The broad-based S&P 500 slipped 6.45 (0.38 percent) to 1,685.94, while the tech-rich Nasdaq Composite Index was flat, inching up a bare 0.33 (0.01 percent) to 3,579.60.
Michael James, managing director of equity trading at Wedbush Morgan Securities, said the performance reflected the market is “overextended” after a series of recent record highs.
Dow component Caterpillar fell 2.4 percent after reporting a 43.5 percent drop in earnings and slashing its full-year forecasts due to weak demand in its operating segments, especially mining.
Chip and software provider Broadcom plummeted 15.1 percent after Citigroup downgraded the stock to “neutral” on concerns it could suffer from a slowing and saturated high-end smartphone market.

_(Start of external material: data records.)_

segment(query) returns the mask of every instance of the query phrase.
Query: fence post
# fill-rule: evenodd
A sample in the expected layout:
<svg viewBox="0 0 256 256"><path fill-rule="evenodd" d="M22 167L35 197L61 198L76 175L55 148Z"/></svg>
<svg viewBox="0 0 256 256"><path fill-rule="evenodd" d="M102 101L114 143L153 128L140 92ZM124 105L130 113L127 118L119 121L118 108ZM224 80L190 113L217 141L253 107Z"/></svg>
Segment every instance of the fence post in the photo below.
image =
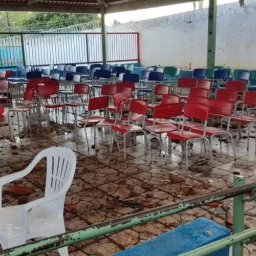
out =
<svg viewBox="0 0 256 256"><path fill-rule="evenodd" d="M22 42L22 58L23 60L23 66L26 66L25 48L24 47L24 40L23 39L23 34L20 34L20 40Z"/></svg>
<svg viewBox="0 0 256 256"><path fill-rule="evenodd" d="M242 176L234 176L234 186L238 187L245 184L245 178ZM237 196L233 199L233 233L244 231L244 195ZM243 256L243 246L242 242L233 246L233 256Z"/></svg>
<svg viewBox="0 0 256 256"><path fill-rule="evenodd" d="M86 34L86 58L87 59L87 63L90 63L89 60L89 46L88 45L88 34Z"/></svg>

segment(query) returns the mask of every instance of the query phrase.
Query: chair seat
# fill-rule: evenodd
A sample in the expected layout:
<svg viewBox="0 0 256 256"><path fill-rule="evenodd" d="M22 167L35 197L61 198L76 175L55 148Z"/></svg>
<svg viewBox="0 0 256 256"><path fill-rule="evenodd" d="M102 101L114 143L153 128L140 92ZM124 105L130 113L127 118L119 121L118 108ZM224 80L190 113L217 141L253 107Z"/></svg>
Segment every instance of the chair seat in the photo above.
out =
<svg viewBox="0 0 256 256"><path fill-rule="evenodd" d="M67 106L85 106L87 105L86 103L66 103L65 105Z"/></svg>
<svg viewBox="0 0 256 256"><path fill-rule="evenodd" d="M131 115L130 120L133 122L141 122L144 119L144 116L139 114L134 114ZM122 117L122 121L128 121L129 118L129 115L124 115Z"/></svg>
<svg viewBox="0 0 256 256"><path fill-rule="evenodd" d="M58 220L60 216L62 217L62 214L60 214L56 208L57 207L51 206L50 204L33 208L28 222L29 237L24 238L24 234L20 233L25 225L22 221L24 206L15 205L2 208L0 210L0 239L23 239L26 241L27 239L35 237L33 236L34 233L40 233L40 231L41 233L44 233L44 230L46 229L49 230L52 228L58 232L57 230L59 229ZM59 230L59 232L61 231L62 230Z"/></svg>
<svg viewBox="0 0 256 256"><path fill-rule="evenodd" d="M146 119L146 122L147 124L153 125L154 123L154 118L148 118ZM157 125L159 124L165 124L166 123L173 123L174 124L178 125L177 122L174 120L167 118L156 118L155 119L155 124Z"/></svg>
<svg viewBox="0 0 256 256"><path fill-rule="evenodd" d="M48 105L44 105L45 108L47 109L57 109L58 108L63 108L66 106L65 104L49 104Z"/></svg>
<svg viewBox="0 0 256 256"><path fill-rule="evenodd" d="M254 122L256 122L256 117L234 116L231 117L231 120L241 123L249 123Z"/></svg>
<svg viewBox="0 0 256 256"><path fill-rule="evenodd" d="M185 130L190 130L191 128L196 127L200 127L202 123L197 122L193 122L191 121L186 121L184 124L184 129Z"/></svg>
<svg viewBox="0 0 256 256"><path fill-rule="evenodd" d="M147 108L148 109L154 109L156 106L158 105L158 104L148 104Z"/></svg>
<svg viewBox="0 0 256 256"><path fill-rule="evenodd" d="M172 138L172 139L182 140L183 141L186 141L191 139L198 139L202 137L201 134L187 131L170 132L167 134L167 136L169 138Z"/></svg>
<svg viewBox="0 0 256 256"><path fill-rule="evenodd" d="M178 127L173 123L166 123L165 124L159 124L158 125L151 125L146 126L145 129L152 133L160 134L161 133L168 133L177 131Z"/></svg>
<svg viewBox="0 0 256 256"><path fill-rule="evenodd" d="M112 127L115 124L115 119L109 119L104 118L101 120L97 124L97 126Z"/></svg>
<svg viewBox="0 0 256 256"><path fill-rule="evenodd" d="M25 111L29 111L31 109L31 108L29 106L17 106L16 108L15 108L14 109L11 109L9 111L13 112L22 112Z"/></svg>
<svg viewBox="0 0 256 256"><path fill-rule="evenodd" d="M203 126L202 125L200 127L197 127L196 128L193 129L191 132L199 134L203 134L204 133ZM207 127L205 135L207 136L210 136L214 134L223 134L225 132L226 130L221 128L218 128L217 127Z"/></svg>
<svg viewBox="0 0 256 256"><path fill-rule="evenodd" d="M141 127L131 124L117 124L112 126L112 129L116 132L124 133L127 132L139 132L142 130Z"/></svg>
<svg viewBox="0 0 256 256"><path fill-rule="evenodd" d="M83 118L77 120L77 122L83 123L95 124L98 123L100 121L104 119L104 117L100 116L90 116L89 119Z"/></svg>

Apple surged 5.1 percent after profits came in at $7.47 per share, 16 cents above expectations. The results were buoyed by strong sales of iPhones even if net profits declined 22 percent from the year-ago level. Automaker Ford rose 2.5 percent after profits jumped 18.6 percent to $1.2 billion following strong sales in the US and China. Ford rival General Motors, which reports earnings Thursday, rose 1.5 percent.

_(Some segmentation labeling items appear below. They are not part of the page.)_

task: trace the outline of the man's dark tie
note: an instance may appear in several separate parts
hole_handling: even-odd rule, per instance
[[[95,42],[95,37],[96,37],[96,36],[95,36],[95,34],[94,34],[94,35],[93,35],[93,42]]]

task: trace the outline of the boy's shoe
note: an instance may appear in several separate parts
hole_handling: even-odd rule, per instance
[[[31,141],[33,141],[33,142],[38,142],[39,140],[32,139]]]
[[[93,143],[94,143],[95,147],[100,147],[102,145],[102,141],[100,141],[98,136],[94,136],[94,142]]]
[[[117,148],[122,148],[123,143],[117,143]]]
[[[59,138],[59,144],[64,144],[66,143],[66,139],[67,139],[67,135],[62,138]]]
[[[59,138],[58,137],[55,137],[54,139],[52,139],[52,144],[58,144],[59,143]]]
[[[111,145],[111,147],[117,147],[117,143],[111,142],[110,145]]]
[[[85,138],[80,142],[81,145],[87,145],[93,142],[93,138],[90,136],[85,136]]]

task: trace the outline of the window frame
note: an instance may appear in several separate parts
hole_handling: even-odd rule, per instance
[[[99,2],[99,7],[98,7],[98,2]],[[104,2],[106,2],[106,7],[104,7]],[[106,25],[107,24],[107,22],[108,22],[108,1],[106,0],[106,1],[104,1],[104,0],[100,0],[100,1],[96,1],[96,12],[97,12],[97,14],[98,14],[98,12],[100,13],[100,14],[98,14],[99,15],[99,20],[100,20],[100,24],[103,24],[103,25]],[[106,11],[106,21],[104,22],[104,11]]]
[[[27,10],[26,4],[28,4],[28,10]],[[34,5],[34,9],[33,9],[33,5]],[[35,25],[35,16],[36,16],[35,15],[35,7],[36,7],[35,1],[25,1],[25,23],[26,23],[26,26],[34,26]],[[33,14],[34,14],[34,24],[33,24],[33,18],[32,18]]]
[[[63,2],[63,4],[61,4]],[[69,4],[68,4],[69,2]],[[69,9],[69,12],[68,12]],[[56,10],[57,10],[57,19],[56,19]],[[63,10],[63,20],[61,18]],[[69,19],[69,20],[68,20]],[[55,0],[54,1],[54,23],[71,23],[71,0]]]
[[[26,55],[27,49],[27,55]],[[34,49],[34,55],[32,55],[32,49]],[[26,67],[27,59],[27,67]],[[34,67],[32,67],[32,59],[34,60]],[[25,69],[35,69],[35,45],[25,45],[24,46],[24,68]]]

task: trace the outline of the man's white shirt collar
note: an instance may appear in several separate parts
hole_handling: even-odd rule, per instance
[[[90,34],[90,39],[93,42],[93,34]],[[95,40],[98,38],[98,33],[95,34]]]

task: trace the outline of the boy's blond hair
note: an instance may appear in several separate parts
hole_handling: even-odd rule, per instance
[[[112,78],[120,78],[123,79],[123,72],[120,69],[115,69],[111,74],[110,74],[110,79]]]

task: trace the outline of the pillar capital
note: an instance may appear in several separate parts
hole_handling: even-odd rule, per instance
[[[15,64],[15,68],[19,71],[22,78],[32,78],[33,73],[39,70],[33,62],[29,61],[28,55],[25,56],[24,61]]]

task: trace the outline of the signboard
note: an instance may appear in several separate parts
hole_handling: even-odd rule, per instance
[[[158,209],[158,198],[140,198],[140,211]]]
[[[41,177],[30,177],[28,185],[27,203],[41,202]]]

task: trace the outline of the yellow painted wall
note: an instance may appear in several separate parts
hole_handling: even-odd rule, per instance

European stock markets closed higher on Wednesday, with London’s FTSE 100 index of leading shares adding 0.35 percent to end at 6,620.43 points.

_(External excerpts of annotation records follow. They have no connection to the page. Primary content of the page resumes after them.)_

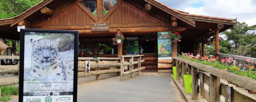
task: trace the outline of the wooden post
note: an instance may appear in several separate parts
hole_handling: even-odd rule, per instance
[[[202,56],[205,56],[205,43],[204,41],[202,42]]]
[[[177,79],[180,79],[180,61],[176,60],[176,72]]]
[[[99,59],[98,59],[97,61],[96,61],[96,63],[99,63],[99,62],[100,61]],[[99,71],[100,69],[99,68],[96,68],[95,71]],[[96,75],[96,80],[100,80],[100,75]]]
[[[98,21],[99,22],[102,22],[103,18],[103,1],[102,0],[98,0],[97,8],[97,11],[98,13]]]
[[[183,75],[184,74],[186,74],[187,73],[187,68],[188,64],[182,62],[182,78],[184,79]],[[185,85],[184,84],[184,79],[182,79],[182,87],[184,87]]]
[[[140,60],[141,60],[141,56],[140,57]],[[139,61],[139,59],[138,59],[138,61]],[[139,64],[139,62],[138,62],[138,68],[139,69],[139,75],[141,75],[141,70],[140,70],[140,68],[141,68],[141,66],[140,66]],[[140,63],[140,65],[141,65],[141,63]]]
[[[130,58],[131,58],[131,62],[132,62],[131,63],[132,63],[132,64],[133,64],[133,59],[133,59],[134,58],[133,57],[131,57]],[[131,65],[133,66],[133,65]],[[130,67],[130,68],[129,68],[129,69],[130,69],[130,71],[131,71],[131,70],[132,69],[131,69],[131,67]],[[134,73],[131,73],[131,78],[133,78],[133,77],[134,77]]]
[[[215,30],[215,53],[220,52],[219,45],[219,29],[217,28]]]
[[[210,85],[209,86],[209,93],[210,97],[209,102],[220,102],[221,94],[220,87],[221,82],[220,78],[210,74]]]
[[[122,43],[117,44],[117,57],[119,57],[122,55]]]
[[[198,69],[192,68],[192,99],[198,99],[198,79],[199,77]]]
[[[125,69],[124,69],[124,67],[123,66],[123,62],[125,62],[125,59],[124,57],[121,57],[121,61],[120,61],[120,64],[121,65],[120,66],[120,80],[123,80],[123,73],[124,73],[124,71],[125,71]]]
[[[200,73],[200,88],[201,89],[201,94],[200,96],[204,98],[204,74]]]

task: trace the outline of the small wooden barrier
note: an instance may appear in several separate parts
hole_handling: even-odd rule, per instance
[[[143,55],[134,55],[134,56],[121,56],[121,66],[120,67],[121,71],[120,72],[120,80],[123,79],[123,76],[125,75],[130,74],[131,74],[131,78],[132,78],[134,76],[134,73],[137,71],[139,71],[139,75],[141,75],[141,70],[145,69],[145,67],[141,67],[141,65],[140,65],[140,63],[139,63],[139,59],[141,60],[141,62],[143,62],[145,61],[145,60],[141,60],[141,57],[144,56]],[[138,59],[138,61],[134,61],[134,58],[139,57]],[[125,67],[126,66],[123,64],[126,63],[125,62],[125,57],[130,57],[130,60],[129,62],[129,71],[127,71],[125,72]],[[138,68],[137,69],[133,69],[133,65],[135,64],[138,64]]]
[[[256,95],[250,94],[245,90],[256,91],[256,80],[182,58],[173,59],[177,79],[183,80],[183,74],[192,74],[192,99],[198,99],[201,96],[207,102],[219,102],[222,96],[225,98],[223,101],[225,102],[256,102]],[[228,81],[243,88],[228,84]]]

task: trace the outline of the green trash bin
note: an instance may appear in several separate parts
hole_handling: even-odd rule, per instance
[[[186,93],[192,93],[192,74],[184,74],[183,75],[185,90]]]
[[[172,67],[172,73],[173,73],[173,79],[177,79],[177,68],[176,66]]]

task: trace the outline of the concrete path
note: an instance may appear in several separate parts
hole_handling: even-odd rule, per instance
[[[78,102],[186,102],[169,76],[129,77],[80,85]]]
[[[77,102],[186,102],[169,75],[137,75],[131,79],[127,75],[123,81],[119,76],[101,77],[100,81],[95,76],[79,79]],[[10,102],[17,102],[17,96]]]

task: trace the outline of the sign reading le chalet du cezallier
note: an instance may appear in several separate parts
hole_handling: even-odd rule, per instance
[[[91,25],[92,31],[109,31],[109,23],[96,23]]]

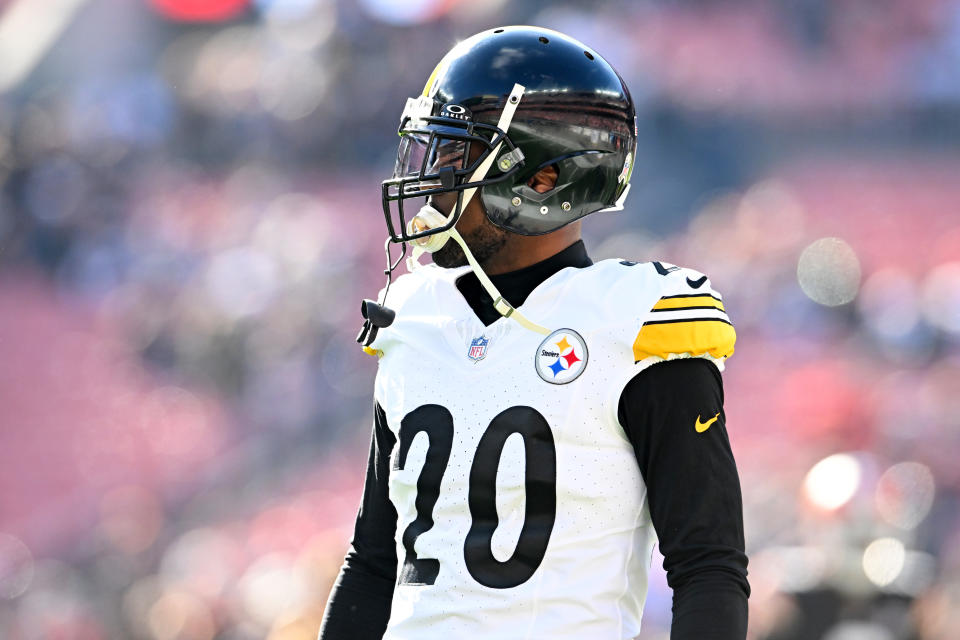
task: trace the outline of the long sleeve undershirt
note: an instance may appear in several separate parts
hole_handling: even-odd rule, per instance
[[[515,306],[564,267],[591,264],[582,242],[519,271],[493,276]],[[485,324],[499,314],[473,273],[457,287]],[[624,388],[618,417],[647,485],[647,500],[673,589],[671,640],[743,640],[747,629],[747,557],[740,481],[726,420],[703,433],[691,427],[705,407],[723,406],[713,363],[683,359],[650,366]],[[397,512],[387,495],[396,440],[383,409],[374,429],[354,537],[330,594],[320,640],[380,640],[396,583]]]

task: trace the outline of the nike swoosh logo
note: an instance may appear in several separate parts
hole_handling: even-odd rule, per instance
[[[697,430],[697,433],[703,433],[710,428],[710,425],[717,421],[717,418],[720,417],[720,412],[717,411],[717,415],[713,416],[706,422],[700,422],[700,415],[697,415],[697,424],[694,425],[694,428]]]

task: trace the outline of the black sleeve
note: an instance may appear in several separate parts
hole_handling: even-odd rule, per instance
[[[353,540],[330,592],[319,640],[380,640],[387,629],[397,579],[397,511],[387,492],[395,443],[377,404]]]
[[[720,372],[702,358],[648,367],[624,388],[618,416],[673,589],[671,640],[743,640],[750,585]]]

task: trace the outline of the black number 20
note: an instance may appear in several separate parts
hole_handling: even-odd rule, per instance
[[[445,407],[427,404],[404,416],[400,423],[400,450],[395,466],[403,469],[414,436],[427,434],[427,455],[417,479],[417,517],[403,532],[406,558],[400,584],[433,584],[440,562],[418,558],[414,550],[420,534],[433,527],[433,508],[440,497],[440,482],[453,448],[453,416]],[[497,519],[497,467],[503,448],[514,433],[523,438],[526,460],[526,514],[517,547],[501,562],[493,555],[493,532]],[[509,589],[533,576],[547,552],[547,543],[557,518],[557,448],[546,418],[532,407],[510,407],[495,417],[480,437],[470,468],[467,497],[472,523],[463,545],[463,558],[470,575],[480,584]]]

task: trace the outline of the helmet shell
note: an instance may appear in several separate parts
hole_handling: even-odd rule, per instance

Frankfurt’s DAX 30 increased 0.78 percent to finish at 8,379.11 points, while the CAC 40 in Paris jumped 1.01 percent to 3,962.75 points.
In Doha, Commercial Bank of Qatar shed 3.4 percent after an earnings miss. The Gulf state’s second largest lender by market value said its second-quarter profit dropped 5.6 percent to 518 million riyals ($142.3 million), which trailed average estimates of 530.6 million riyals.
Doha’s index slipped 0.2 percent, easing off a 58-month high.
In Saudi Arabia, the index slipped 0.3 percent, extending declines from Monday’s 15-month high. Investors booked gains in the two major sectors; petrochemical and banking sector indexes dipped 0.3 and 0.5 percent respectively.
Abu Dhabi’s benchmark snapped a 13-session rally, retreating 0.6 percent, but is still up 47.9 percent in 2013. Aldar Properties shed 0.8 percent, accounting for nearly half of the market’s trading volume.
National Bank of Abu Dhabi, the largest lender by market value in the UAE, slipped 2.6 percent; it reported a 15.8 percent rise in quarterly net profit to Dh1.21bn ($329.4m), but that was slightly below analysts’ estimates of Dh1.29bn on average. Some other large-cap banks posted estimate-beating results but still declined. “Abu Dhabi bank results were solid overall and justify the current valuations,” Khan said.
Cairo’s benchmark index lost 1.7 percent to 5,360 points, retreating from a two-month high. It rose more than 20 percent from a late June low as it became clear Mursi would be ousted, raising hopes for better economic management, but it faces major chart resistance at 5,470 points, which it repeatedly tested and failed to break in May.